Date of Award

Spring 5-5-2017

Degree Type

Thesis

Degree Name

Bachelor of Science (BS)

Department

Neuroscience Institute

First Advisor

Geert de Vries, Ph.D.

Second Advisor

Mary Holder, Ph.D.

Abstract

Microbiota are micro-organisms that colonize the internal and external surfaces of the body and contribute to developmental processes and the microbiota-gut-brain axis, thereby to the high comorbidity between mental and gastrointestinal diseases. Recent evidence suggests that the gut microbiota influence the expression of vasopressin (AVP), a neuropeptide that mediates anxiety, stress and sickness behaviors and oxytocin (OXT), a neuropeptide that modulates social behavior and energy homeostasis.

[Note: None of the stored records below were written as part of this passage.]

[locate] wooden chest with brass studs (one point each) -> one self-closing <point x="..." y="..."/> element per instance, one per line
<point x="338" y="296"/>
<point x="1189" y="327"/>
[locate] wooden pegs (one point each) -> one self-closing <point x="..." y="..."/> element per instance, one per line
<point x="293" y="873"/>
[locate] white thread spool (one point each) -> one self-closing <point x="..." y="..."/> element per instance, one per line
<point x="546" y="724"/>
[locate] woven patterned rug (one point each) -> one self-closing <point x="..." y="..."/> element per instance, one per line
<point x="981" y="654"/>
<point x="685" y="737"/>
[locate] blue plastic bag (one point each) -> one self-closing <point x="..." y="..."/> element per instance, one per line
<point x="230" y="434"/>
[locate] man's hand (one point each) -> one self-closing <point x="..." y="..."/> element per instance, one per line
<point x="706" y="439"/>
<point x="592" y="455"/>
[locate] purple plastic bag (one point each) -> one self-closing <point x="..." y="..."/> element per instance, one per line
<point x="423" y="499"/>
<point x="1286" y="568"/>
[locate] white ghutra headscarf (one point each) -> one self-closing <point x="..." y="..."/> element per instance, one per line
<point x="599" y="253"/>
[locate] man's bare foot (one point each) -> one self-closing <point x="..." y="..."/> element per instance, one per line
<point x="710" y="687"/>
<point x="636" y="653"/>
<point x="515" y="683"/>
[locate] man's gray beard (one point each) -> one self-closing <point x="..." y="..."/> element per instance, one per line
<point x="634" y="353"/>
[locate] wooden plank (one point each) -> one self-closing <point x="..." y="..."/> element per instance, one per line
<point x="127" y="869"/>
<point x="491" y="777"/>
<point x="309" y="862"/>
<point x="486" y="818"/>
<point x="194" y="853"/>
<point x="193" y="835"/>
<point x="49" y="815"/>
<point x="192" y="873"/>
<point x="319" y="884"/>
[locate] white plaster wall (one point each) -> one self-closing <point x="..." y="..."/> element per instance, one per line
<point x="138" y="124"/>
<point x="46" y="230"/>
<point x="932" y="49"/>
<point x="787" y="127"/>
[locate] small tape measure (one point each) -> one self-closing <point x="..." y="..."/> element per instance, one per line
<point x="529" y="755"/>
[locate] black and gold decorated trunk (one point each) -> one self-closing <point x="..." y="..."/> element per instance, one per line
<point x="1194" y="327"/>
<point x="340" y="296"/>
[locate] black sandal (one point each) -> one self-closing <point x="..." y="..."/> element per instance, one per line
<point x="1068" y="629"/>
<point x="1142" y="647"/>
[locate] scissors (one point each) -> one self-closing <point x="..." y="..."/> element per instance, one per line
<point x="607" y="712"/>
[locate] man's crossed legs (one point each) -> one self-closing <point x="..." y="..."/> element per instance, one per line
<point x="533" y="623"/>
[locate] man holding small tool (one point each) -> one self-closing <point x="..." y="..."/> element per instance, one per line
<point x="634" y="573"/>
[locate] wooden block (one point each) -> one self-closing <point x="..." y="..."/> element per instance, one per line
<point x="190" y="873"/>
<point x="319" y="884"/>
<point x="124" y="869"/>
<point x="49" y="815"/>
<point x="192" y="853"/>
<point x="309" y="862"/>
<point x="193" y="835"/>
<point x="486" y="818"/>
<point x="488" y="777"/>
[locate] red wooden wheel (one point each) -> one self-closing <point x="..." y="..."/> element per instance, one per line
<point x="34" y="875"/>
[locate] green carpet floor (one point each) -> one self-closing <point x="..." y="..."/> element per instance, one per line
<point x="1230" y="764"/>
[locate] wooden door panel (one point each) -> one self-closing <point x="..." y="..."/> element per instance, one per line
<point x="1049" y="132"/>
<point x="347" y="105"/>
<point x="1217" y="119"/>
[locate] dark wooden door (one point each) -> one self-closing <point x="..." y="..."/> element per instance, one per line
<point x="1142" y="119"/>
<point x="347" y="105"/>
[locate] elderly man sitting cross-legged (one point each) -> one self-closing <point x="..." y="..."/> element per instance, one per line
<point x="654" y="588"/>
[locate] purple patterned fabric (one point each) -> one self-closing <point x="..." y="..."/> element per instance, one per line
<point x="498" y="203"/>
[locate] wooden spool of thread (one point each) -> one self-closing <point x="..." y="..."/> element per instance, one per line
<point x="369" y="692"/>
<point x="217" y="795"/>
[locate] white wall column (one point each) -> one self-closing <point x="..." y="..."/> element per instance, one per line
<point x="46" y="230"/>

One way that the gut microbiota can be altered is through diet. Dietary emulsifiers, ambiphillic molecules used to stabilize emulsions of oil and water, alter the gut microbiome and increase intestinal inflammation. Recently, we have demonstrated that the emulsifiers carboxymethylcellulose (CMC) and polysorbate 80 (P80) increase anxiety-like behavior and reduce social behavior. Here, we investigate the roles of AVP and OXT as potential neural mechanisms by which emulsifiers alter anxiety and social behaviors. To test, male and female mice were weaned at 3 weeks of age, started in water (control), CMC or P80 treatment, and remained on treatment throughout the duration of the experiment. A standard battery of anxiety and social behavior tests was conducted starting at 10 weeks of age. A week following the completion of the last behavioral task, mice were euthanized, and brains were harvested and processed immunoreactivity (IR) of AVP and OXT in brain areas associated with stress and metabolism, such as the paraventricular nucleus of the hypothalamus (PVN) and paraventricular nucleus of the thalamus (PVT). There was no main effect of treatment in AVP-IR in the PVN or PVT or OXT-IR in the PVN. There was a main effect of sex in AVP-IR in the PVN. Therefore, the results do not support the hypothesis regarding vasopressin and oxytocin expression in the PVN and PVT of mice with emulsifier-induced intestinal inflammation. Altered expression of AVP and OXT may not be a mechanism by which dietary emulsifiers cause changes in anxiety-like and social behavior.